Lyft, which is known for its fleet of cars adorned with eye-catching pink mustaches, is a donation-based system in which a smartphone app matches people driving cars to people who need to be driven in cars. Sidecar works on a similar model.

As part of the settlement, Lyft agreed to include a place on its website where riders can file complaints, track the total donations given by passengers, carry a $1 million liability insurance policy, submit all drivers to driving and criminal background checks and employ a zero-tolerance substance abuse policy. Zimmer insisted that the company already had many of these policies in place prior to the settlement.

The settlement comes at an opportune time for Lyft, as the company plans on expanding its service into Los Angeles on Thursday.

As per the letter of the law, ridesharing is allowed if the driver is taking passengers to somewhere they would already be going for work; otherwise, the primary purpose of the trip cannot be to make a profit. Technically, all ridesharing is exempt from regulation by the CPUC, but many disagree as to exactly what "ridesharing" means.

"There's no clarity as to what constitutes ridesharing and what doesn't," said Sidecar founder Sunil Paul.

If companies like Sidecar and Lyft were forced to operate under the standard CPUC rules that apply to organizations like limo companies, it's likely their entire business models would fall apart. They would be required to own all their cars outright, and drivers would need expensive permits and be forced to deal with logistical headaches like obtaining livery license plates.

For services that run on ease and informality, requiring drivers who give rides on a part-time basis to jump through the same hoops as full-time limo and town car drivers could prove prohibitive.

However, this argument raises the question of fairness. By leveraging the power of the internet, ride sharing companies have been able to "disrupt" the market for taxis by using technology to skirt a lot of regulations that cabs, limos and town cars must deal with on a daily basis.

For example, in San Francisco, it can take well over a decade on the waiting list to obtain the medallion required in order to start driving a taxi. Additionally, every time a cab, limo or town car driver takes a fare to the airport, he or she is required to pay a toll to the airport authority. Ride sharing sites allow drivers to quickly and easily circumvent both problems.

Zimmer explained that Lyft's settlement will largely bridge the gap until the CPUC finishes working on a new regulatory framework that covers ride sharing sites.

"Our evaluation is not intended to stifle innovation and new services for consumers, but rather to assess public safety risks, and to ensure that the safety of the public is not compromised by the operation of these new transportation business models,” said CPUC President Michael R. Peevey in a statement. "Our review will ensure that our safety oversight reflects the current state of the industry and that state laws that we enforce are just and fair for all passenger carriers."

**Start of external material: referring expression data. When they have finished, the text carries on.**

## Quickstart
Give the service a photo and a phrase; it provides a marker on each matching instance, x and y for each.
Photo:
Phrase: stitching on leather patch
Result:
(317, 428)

Whatever form these new regulations eventually take, Paul said he hopes CPUC won't encroach on the essence of his business. "The best regulatory framework is one governs effectively but lightly," he said. "If regulators come in with a heavy hand, it will crush innovation."

Update: According to a press release sent to The Huffington Post on Thursday morning, the CPUC has entered into an agreement with Uber allowing the company to continue to operate while the ride sharing rulemaking process is underway.